Los antibióticos diseñados con inteligencia artificial (IA) enfrentan importantes obstáculos antes de llegar al uso clínico. Aunque los algoritmos generan miles de compuestos potenciales en cuestión de minutos, los investigadores advierten que ninguno ha alcanzado la etapa de ensayos clínicos en humanos debido a limitaciones químicas, técnicas y económicas.
Obstáculos en la transición del laboratorio a la clínica
Expertos señalan que la estabilidad molecular, las dificultades de síntesis a gran escala y los altos costos de producción impiden que los antibióticos generados por IA sean fabricados de manera viable. La situación se agrava frente al aumento global de la resistencia antimicrobiana, un fenómeno que, según estimaciones, está vinculado con 1,1 millones de muertes anuales.

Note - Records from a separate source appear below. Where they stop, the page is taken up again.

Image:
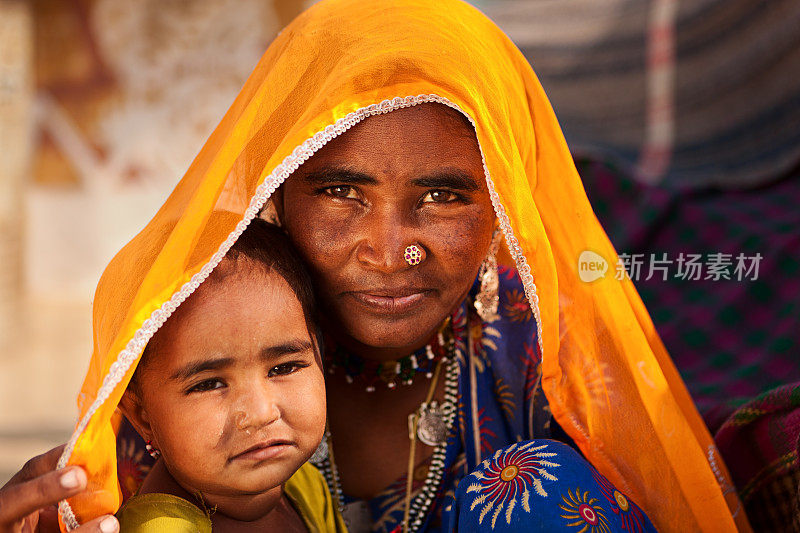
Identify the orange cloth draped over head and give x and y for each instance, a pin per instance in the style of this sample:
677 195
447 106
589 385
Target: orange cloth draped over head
610 383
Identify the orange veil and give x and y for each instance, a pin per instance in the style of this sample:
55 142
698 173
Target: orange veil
610 383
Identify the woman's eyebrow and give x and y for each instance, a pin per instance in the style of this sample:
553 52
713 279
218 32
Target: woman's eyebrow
286 348
196 367
333 175
448 179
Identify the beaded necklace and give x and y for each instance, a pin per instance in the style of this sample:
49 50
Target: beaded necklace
418 507
390 374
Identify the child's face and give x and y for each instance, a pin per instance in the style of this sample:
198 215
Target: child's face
233 394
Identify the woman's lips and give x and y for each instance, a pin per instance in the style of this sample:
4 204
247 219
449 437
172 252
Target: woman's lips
265 451
400 301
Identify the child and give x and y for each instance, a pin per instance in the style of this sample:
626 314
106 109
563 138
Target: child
229 394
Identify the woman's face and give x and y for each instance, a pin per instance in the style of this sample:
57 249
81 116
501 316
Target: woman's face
412 176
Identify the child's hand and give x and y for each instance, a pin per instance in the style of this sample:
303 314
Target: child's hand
28 500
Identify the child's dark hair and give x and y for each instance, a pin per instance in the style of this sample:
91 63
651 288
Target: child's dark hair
269 248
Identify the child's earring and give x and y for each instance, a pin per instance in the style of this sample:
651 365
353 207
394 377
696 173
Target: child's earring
488 300
154 452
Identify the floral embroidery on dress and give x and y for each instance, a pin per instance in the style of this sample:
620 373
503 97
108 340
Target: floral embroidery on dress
517 308
507 479
630 515
584 512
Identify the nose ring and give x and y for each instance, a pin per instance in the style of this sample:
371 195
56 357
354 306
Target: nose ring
414 255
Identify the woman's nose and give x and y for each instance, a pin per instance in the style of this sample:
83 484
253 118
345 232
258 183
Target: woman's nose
256 408
385 238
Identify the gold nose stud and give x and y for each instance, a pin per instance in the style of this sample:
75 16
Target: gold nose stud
414 255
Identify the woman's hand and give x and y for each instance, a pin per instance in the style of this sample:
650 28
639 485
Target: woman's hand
28 501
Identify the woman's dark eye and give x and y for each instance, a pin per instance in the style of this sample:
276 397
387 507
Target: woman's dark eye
206 385
439 197
341 191
284 369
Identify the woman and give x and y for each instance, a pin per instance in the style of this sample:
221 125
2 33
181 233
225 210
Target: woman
396 219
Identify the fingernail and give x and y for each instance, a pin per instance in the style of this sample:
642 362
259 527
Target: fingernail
70 480
109 525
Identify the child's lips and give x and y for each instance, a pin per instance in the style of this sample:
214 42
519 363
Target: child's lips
266 450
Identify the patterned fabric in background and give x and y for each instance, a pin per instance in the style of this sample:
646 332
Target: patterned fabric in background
542 485
735 96
734 342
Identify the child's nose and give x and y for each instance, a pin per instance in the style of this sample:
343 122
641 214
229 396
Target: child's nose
258 408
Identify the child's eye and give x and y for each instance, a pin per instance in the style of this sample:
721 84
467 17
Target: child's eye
284 369
206 385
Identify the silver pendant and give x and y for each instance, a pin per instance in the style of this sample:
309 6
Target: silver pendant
321 453
431 428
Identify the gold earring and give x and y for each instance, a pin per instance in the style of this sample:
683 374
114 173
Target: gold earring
488 299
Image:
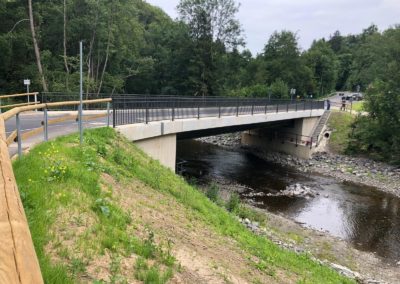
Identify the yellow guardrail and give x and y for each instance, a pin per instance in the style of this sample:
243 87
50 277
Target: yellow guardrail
18 260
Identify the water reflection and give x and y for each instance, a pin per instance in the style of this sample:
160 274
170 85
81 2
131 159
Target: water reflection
364 216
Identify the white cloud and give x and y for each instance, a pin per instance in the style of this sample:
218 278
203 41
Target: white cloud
312 19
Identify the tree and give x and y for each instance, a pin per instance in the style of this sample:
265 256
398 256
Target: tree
282 61
213 27
378 134
36 47
321 59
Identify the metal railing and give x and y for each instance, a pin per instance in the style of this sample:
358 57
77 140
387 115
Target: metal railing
130 109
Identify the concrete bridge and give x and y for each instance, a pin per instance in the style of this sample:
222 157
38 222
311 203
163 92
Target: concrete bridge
156 123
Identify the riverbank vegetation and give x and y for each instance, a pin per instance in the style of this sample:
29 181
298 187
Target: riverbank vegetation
340 123
105 212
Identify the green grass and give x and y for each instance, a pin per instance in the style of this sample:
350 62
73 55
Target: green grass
340 123
358 106
61 174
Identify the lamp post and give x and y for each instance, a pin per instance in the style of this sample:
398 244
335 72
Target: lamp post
80 92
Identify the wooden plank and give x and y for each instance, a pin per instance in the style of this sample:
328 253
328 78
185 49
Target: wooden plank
61 119
18 260
18 95
7 115
19 263
21 104
32 133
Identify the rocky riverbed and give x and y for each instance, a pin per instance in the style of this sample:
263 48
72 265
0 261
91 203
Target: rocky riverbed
290 234
343 168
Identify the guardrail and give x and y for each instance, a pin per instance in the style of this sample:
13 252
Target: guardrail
28 95
129 109
19 263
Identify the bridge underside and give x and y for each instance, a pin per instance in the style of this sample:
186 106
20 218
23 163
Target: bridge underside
158 139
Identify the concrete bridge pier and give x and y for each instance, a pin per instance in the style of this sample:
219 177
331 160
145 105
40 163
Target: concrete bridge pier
161 148
294 139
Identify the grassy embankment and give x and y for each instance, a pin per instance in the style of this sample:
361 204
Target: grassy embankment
358 106
105 212
340 123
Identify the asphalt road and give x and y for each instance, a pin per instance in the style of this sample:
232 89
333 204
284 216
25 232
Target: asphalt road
32 120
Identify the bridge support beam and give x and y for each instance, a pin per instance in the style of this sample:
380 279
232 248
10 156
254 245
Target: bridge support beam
294 140
161 148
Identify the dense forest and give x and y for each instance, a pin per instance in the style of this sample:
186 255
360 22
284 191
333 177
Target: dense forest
131 46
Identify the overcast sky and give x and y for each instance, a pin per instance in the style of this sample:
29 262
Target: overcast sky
311 19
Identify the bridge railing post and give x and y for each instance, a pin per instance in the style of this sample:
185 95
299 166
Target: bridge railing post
198 110
45 125
173 111
18 122
147 111
108 114
114 114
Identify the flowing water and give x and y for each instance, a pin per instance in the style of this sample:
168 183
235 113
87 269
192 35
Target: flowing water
366 217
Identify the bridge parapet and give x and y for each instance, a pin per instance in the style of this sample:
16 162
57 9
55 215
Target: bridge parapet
131 109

Un informe reciente de los Centros para el Control y la Prevención de Enfermedades (CDC) de Estados Unidos reveló que las infecciones bacterianas peligrosas aumentaron 69% entre 2019 y 2023, con las Enterobacterales entre los patógenos más difíciles de tratar.
Limitaciones técnicas y avances iniciales
El bioingeniero Jim Collins, del Instituto Tecnológico de Massachusetts (MIT), explicó que muchos de los compuestos generados por IA son inestables o imposibles de producir a un costo razonable. En un estudio reciente, su equipo predijo cientos de moléculas antibacterianas, pero solo 24 lograron sintetizarse. De ellas, siete mostraron actividad antibacteriana y dos funcionaron contra cepas resistentes de Neisseria gonorrhoeae y Staphylococcus aureus.

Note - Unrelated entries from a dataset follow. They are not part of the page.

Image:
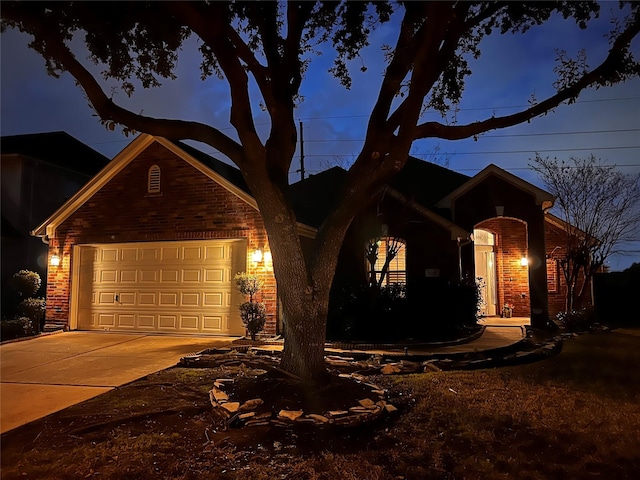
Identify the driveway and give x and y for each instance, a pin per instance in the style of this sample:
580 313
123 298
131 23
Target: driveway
49 373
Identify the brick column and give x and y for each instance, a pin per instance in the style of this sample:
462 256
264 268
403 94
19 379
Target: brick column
538 271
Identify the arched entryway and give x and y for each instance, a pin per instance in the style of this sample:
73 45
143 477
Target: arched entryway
502 264
485 263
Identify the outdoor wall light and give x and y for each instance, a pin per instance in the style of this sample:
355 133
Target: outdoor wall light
257 256
55 260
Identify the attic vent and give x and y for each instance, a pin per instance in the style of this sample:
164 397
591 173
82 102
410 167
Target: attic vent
154 179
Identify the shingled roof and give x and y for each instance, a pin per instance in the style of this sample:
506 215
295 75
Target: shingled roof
420 181
56 148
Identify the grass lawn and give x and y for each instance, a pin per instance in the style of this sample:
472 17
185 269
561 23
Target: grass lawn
573 416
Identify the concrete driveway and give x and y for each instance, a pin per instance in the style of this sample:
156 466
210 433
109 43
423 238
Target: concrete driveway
49 373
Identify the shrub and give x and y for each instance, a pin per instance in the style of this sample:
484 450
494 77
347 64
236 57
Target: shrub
253 314
248 284
577 320
34 309
16 328
26 282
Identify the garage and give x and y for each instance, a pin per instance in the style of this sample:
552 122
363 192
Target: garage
183 287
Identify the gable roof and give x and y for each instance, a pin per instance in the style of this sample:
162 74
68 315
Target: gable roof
56 148
543 198
225 175
418 186
214 169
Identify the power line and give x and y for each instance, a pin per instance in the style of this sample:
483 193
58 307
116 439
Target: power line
542 134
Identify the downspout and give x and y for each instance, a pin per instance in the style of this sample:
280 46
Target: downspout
462 243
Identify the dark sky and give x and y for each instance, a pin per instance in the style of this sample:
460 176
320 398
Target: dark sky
604 122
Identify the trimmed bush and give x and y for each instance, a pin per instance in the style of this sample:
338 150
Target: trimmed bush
253 314
34 309
16 328
26 282
577 320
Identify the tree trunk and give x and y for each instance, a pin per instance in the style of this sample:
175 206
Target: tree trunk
305 334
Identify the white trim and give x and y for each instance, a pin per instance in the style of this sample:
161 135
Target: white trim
75 288
541 197
456 231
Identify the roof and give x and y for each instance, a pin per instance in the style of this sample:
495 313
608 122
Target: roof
229 172
56 148
543 198
314 197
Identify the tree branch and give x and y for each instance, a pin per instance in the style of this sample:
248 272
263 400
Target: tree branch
56 49
609 67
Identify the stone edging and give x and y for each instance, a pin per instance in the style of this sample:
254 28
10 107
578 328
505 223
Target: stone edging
247 414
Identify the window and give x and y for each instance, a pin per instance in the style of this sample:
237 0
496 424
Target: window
396 271
552 275
153 185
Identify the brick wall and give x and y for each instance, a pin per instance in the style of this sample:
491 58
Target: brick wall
512 277
190 207
511 245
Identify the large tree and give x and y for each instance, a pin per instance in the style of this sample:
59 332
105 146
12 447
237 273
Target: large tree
270 44
600 209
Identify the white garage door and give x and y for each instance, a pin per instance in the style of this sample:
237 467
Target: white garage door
172 287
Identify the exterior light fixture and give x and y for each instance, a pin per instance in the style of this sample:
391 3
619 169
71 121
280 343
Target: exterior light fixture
257 256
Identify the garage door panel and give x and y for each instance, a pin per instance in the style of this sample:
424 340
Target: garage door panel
147 322
109 255
213 323
214 275
148 276
182 287
190 322
128 276
191 276
168 321
108 276
147 298
129 254
127 321
190 299
168 299
170 254
127 298
106 320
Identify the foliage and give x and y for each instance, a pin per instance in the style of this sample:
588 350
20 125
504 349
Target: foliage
26 282
577 320
600 210
253 314
248 284
16 328
436 311
34 309
269 45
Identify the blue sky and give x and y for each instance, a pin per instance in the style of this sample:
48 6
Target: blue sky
604 122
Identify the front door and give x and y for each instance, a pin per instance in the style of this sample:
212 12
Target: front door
485 265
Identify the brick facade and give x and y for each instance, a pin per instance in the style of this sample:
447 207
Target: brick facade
190 206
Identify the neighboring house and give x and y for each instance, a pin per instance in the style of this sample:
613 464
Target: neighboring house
39 173
153 241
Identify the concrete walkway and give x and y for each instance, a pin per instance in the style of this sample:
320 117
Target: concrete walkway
49 373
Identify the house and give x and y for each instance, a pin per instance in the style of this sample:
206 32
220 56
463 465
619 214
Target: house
39 172
152 242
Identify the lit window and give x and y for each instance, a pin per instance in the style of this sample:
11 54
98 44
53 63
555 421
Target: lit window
153 185
396 270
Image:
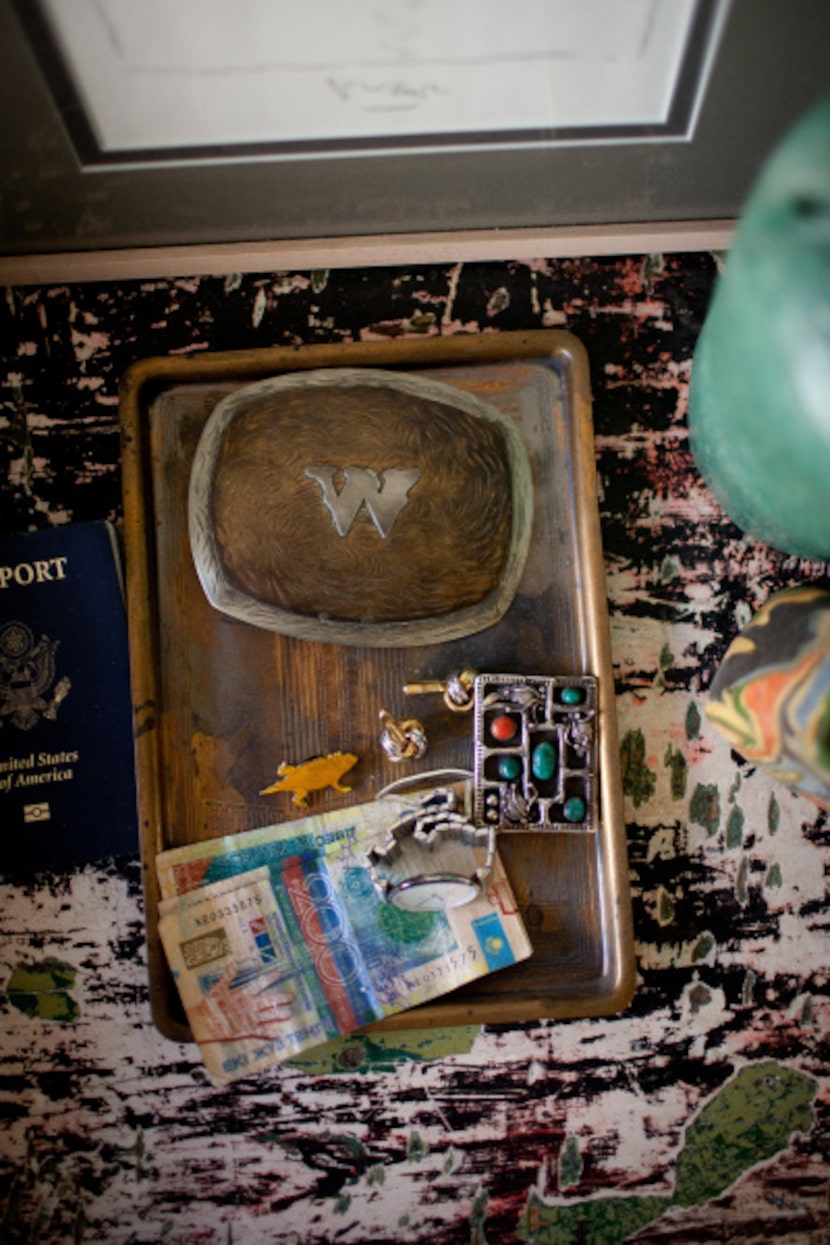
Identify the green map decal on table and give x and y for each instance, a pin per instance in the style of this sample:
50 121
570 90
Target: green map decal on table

Por su parte, el biólogo César de la Fuente, de la Universidad de Pensilvania, afirmó que la IA ha reducido drásticamente los tiempos de investigación. Según sus estimaciones, el ciclo de descubrimiento, síntesis y prueba celular puede completarse en una o dos semanas. En uno de sus proyectos, generaron 50 mil péptidos antimicrobianos, de los cuales 35 destruyeron bacterias sin toxicidad significativa y dos redujeron infecciones por Acinetobacter baumannii en ratones.
Nuevas estrategias de diseño y validación
En Canadá, el bioquímico Jon Stokes, de la Universidad McMaster, lidera un proyecto que emplea modelos generativos basados en fragmentos químicos pequeños, lo que mejora la posibilidad de obtener moléculas reproducibles. De acuerdo con Stokes, alrededor del 85% de los compuestos diseñados mediante este método pueden sintetizarse exitosamente en laboratorio.

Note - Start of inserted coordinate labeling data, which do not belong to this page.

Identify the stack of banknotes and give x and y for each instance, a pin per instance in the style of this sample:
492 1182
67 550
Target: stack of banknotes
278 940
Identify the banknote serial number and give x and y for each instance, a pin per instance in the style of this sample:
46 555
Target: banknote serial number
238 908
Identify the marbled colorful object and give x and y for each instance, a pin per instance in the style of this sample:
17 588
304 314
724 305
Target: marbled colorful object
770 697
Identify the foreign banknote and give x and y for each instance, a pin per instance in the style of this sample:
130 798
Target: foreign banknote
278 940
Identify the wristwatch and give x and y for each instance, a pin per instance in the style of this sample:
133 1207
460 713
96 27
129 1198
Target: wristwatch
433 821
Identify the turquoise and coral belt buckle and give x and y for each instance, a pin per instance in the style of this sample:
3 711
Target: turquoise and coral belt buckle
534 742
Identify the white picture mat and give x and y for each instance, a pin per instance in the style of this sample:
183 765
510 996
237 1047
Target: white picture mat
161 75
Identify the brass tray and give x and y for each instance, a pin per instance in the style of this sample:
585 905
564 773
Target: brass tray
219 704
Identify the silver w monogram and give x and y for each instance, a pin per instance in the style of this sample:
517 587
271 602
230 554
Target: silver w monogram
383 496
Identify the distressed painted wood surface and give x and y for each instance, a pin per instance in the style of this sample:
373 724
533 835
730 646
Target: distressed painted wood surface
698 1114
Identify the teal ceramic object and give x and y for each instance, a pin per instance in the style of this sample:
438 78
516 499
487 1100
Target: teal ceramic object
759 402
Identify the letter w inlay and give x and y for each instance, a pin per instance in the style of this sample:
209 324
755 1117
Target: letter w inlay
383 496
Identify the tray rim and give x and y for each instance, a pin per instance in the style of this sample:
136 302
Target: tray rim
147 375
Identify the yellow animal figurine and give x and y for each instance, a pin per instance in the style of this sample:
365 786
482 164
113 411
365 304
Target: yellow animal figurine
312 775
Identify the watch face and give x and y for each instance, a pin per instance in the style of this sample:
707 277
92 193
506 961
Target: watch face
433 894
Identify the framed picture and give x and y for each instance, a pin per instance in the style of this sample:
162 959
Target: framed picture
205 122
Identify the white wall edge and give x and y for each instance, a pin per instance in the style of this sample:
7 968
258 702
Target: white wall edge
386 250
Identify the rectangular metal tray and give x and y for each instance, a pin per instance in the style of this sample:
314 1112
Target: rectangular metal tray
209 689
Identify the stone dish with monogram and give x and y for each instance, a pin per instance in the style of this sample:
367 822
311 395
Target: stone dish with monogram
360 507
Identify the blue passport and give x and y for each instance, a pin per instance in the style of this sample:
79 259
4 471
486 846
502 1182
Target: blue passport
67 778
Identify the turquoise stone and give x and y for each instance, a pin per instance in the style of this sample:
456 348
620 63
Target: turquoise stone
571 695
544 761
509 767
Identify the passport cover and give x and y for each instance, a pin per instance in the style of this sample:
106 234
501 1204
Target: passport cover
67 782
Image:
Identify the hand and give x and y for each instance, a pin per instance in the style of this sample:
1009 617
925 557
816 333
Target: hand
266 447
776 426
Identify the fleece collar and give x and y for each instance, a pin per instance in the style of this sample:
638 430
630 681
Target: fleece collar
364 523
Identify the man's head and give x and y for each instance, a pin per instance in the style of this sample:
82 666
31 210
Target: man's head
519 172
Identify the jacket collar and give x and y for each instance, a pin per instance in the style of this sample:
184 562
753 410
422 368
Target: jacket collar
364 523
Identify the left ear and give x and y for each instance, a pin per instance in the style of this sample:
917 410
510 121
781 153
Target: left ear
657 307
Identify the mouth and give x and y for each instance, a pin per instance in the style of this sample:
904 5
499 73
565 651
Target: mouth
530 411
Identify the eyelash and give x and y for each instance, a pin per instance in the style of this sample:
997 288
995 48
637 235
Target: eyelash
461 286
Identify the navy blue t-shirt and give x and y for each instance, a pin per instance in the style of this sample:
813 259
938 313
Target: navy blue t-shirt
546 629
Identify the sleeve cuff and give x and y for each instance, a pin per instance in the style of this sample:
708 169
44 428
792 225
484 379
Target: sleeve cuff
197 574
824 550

El investigador también destacó que la IA permite anticipar mecanismos de acción antes de la validación experimental. “El modelo predijo el objetivo biológico en 100 segundos, y luego nos tomó seis meses demostrarlo en laboratorio”, indicó Stokes sobre un trabajo actualmente en revisión científica.
Un avance rápido con implementación lenta
Los hallazgos reflejan una paradoja tecnológica: la IA puede generar compuestos antimicrobianos con rapidez sin precedentes, pero su aplicación médica sigue limitada. Hasta ahora, ninguno de los antibióticos creados mediante inteligencia artificial ha llegado a pruebas en humanos, lo que retrasa su potencial impacto frente al incremento sostenido de la resistencia bacteriana en todo el mundo.